News Blender 4.0 Released and Tested: New Features, More Demanding

Blender used to use the GPUs not at all, then very little and again later rather well.

What I am trying to say is that it's far from trivial to redesign a rending pipeline built for quality to exploit a GPU that is designed to fake convincingly enough. And that they obviously selected code snippets for which GPUs would work well enough, while others were left alone, resulting in quite a bit of data dependencies and lost efficiency.

So if some scaling behavor "does not make sense", I understand the author's sentiment, but I can just imagine the groans of the developers who really tried the most they could.

I remember quite well that at one point Blender rendered a benchmark scene exacdtly in the same time on my 18-core Haswell and the RTX 2080ti, but in the latest pre 4.0 releases, GPU renders have made nearly all CPU power irrelevant, even if it did a rather nice job at at least trying to keep the CPUs busy, even if they contributed little speed-ups to the final result and were probably not efficient in terms of additional engergy vs. time reduction.
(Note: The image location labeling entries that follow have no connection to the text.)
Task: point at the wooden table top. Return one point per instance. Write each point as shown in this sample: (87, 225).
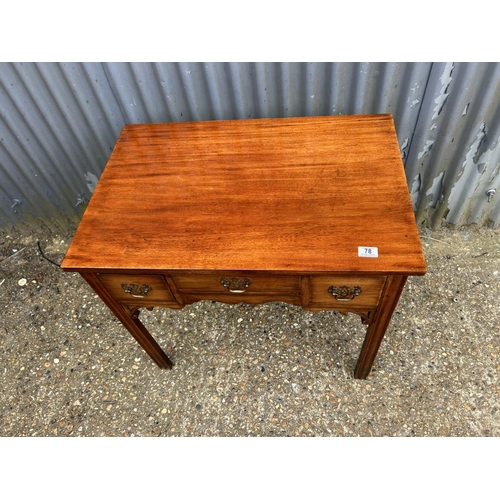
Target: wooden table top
(282, 195)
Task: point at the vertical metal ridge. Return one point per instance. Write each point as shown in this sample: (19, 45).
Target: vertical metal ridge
(59, 122)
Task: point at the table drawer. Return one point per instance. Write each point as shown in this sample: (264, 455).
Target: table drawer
(231, 283)
(346, 291)
(147, 289)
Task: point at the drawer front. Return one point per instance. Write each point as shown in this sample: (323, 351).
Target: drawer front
(149, 289)
(346, 291)
(231, 283)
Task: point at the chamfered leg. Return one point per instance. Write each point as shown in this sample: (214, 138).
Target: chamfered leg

Let's just remember that Blender is a product that needs to deliver quality and will sacrifice performance if it can't have both.

A computer game would make the opposite choice.
 
Blender used to use the GPUs not at all, then very little and again later rather well.

What I am trying to say is that it's far from trivial to redesign a rending pipeline built for quality to exploit a GPU that is designed to fake convincingly enough. And that they obviously selected code snippets for which GPUs would work well enough, while others were left alone, resulting in quite a bit of data dependencies and lost efficiency.

So if some scaling behavior "does not make sense", I understand the author's sentiment, but I can just imagine the groans of the developers who really tried the most they could.

I remember quite well that at one point Blender rendered a benchmark scene exactly in the same time on my 18-core Haswell and the RTX 2080ti, but in the latest pre 4.0 releases, GPU renders have made nearly all CPU power irrelevant, even if it did a rather nice job at at least trying to keep the CPUs busy, even if they contributed little speed-ups to the final result and were probably not efficient in terms of additional energy vs. time reduction.

Let's just remember that Blender is a product that needs to deliver quality and will sacrifice performance if it can't have both.

A computer game would make the opposite choice.
To be clear, the "doesn't make sense" on the A770 and A750 is more about Intel than it is about Blender. Because I'm sure Intel is helping quite a bit with getting the OpenVINO stuff working for Blender. AMD helps with HIP and Nvidia helps with Optix as well. I mostly point it out because it is a clear discrepancy in performance, where a faster GPU is tied with a slower GPU. I suspect Intel will work with the appropriate people to eventually make the A770 perform better.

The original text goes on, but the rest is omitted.